Of the patients experiencing liver transaminase increases, all had evidence of iron overload or liver disease at baseline. One patient discontinued treatment due to an increase in alanine aminotransferase (ALT) level greater than eight times the upper limit of normal, which was a protocol-defined stopping rule, but the elevation subsequently resolved itself. In six other drug-treated patients, peak ALT levels ranged from three to more than five times the upper limit of normal, but the elevations were asymptomatic and were resolved with continued dosing in five patients or after a brief pause in dosing in one patient.

Overall, patients receiving givosiran reported a higher level of treatment satisfaction (72%) than placebo patients (14%) and an increased ability to perform daily living activities, according to the Porphyria Patient Experience Questionnaire. Specifically, they reported improvements in traveling for work or pleasure (35.1% vs. 13.2% placebo), participating in social activities (35.1% vs. 7.9% placebo) and exercising moderately (32.4% vs. 5.3% placebo).
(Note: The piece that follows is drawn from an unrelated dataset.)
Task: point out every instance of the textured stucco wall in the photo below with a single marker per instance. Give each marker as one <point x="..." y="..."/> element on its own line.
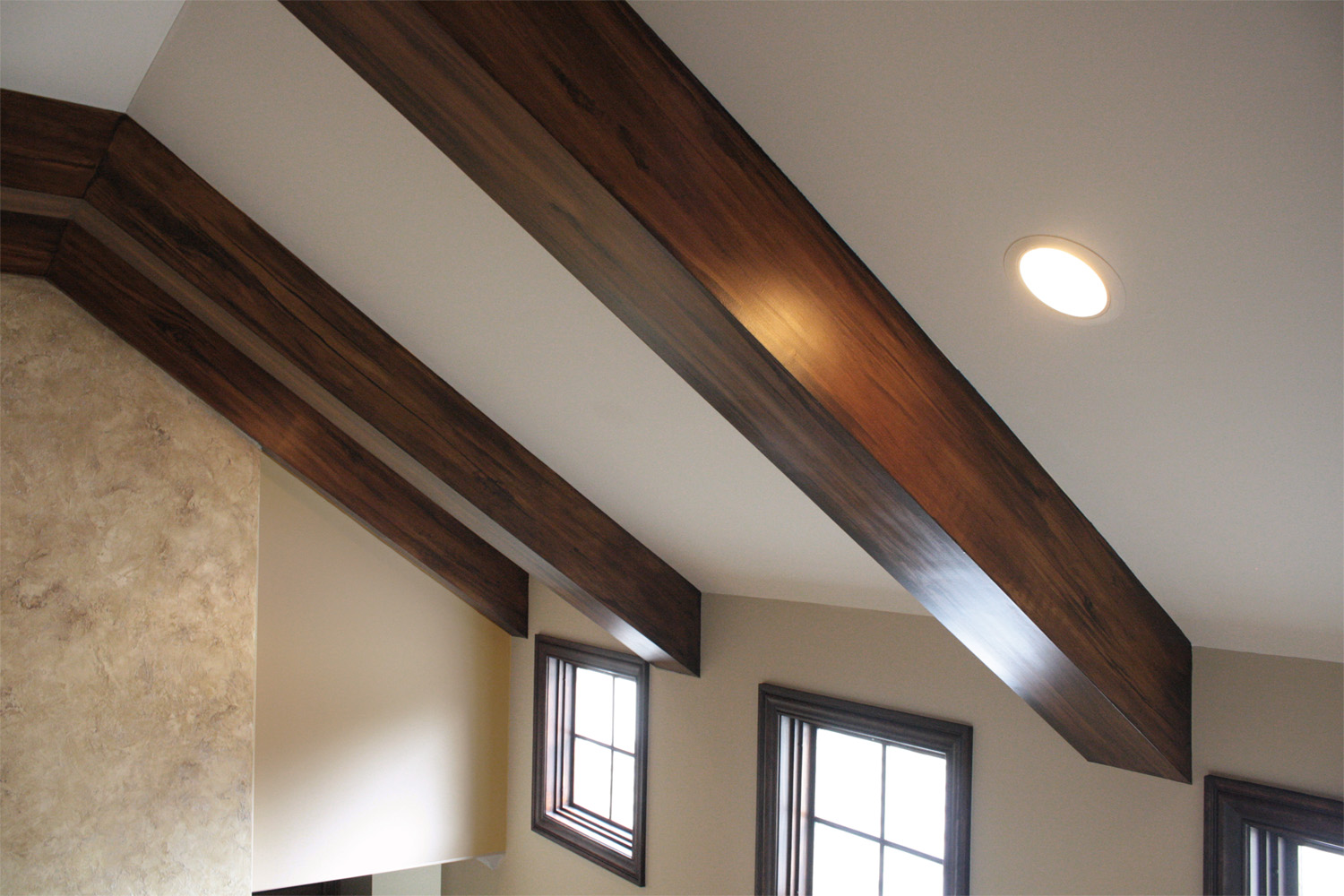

AIP is one of four subtypes of AHP, a rare and serious genetic condition caused by problems with the normal liver production of heme. The defects cause the accumulation of neurotoxic heme intermediates aminolevulinic acid, thought to be primarily responsible for causing attacks and symptoms in patients. Common symptoms are severe abdominal pain, weakness, nausea and fatigue. The disease can lead to long-term complications, such as chronic neuropathic pain, hypertension, chronic kidney disease and liver disease.

"Cardinal among those is really an excruciating abdominal pain," Akinc said.

Alnylam is currently submitting its rolling new drug application to the FDA, soon to be followed by a marketing authorization application in Europe. Although only 94 patients participated in Envision, the trial was a global pivotal study encompassing 36 sites in 18 countries, and it followed a phase I trial and phase I/II open-label extension conducted in only 17 patients. (See BioWorld, April 16, 2018.)

"It's a very rare disease," Akinc said. "This was the largest pivotal trial that's been done in this population."

Alnylam gained FDA approval of its first RNAi therapeutic through a priority and orphan pathway in August of last year. Onpattro (patisiran) is indicated for hereditary transthyretin-mediated amyloidosis. (See BioWorld, Aug. 13, 2018.)

As Alnylam prepares for a potential approval of givosiran, "we're going to be leveraging a lot of the commercial build put in place" for Onpattro, Akinc said.

Alnylam's stock (NASDAQ:ALNY) closed at $89.81 on Friday.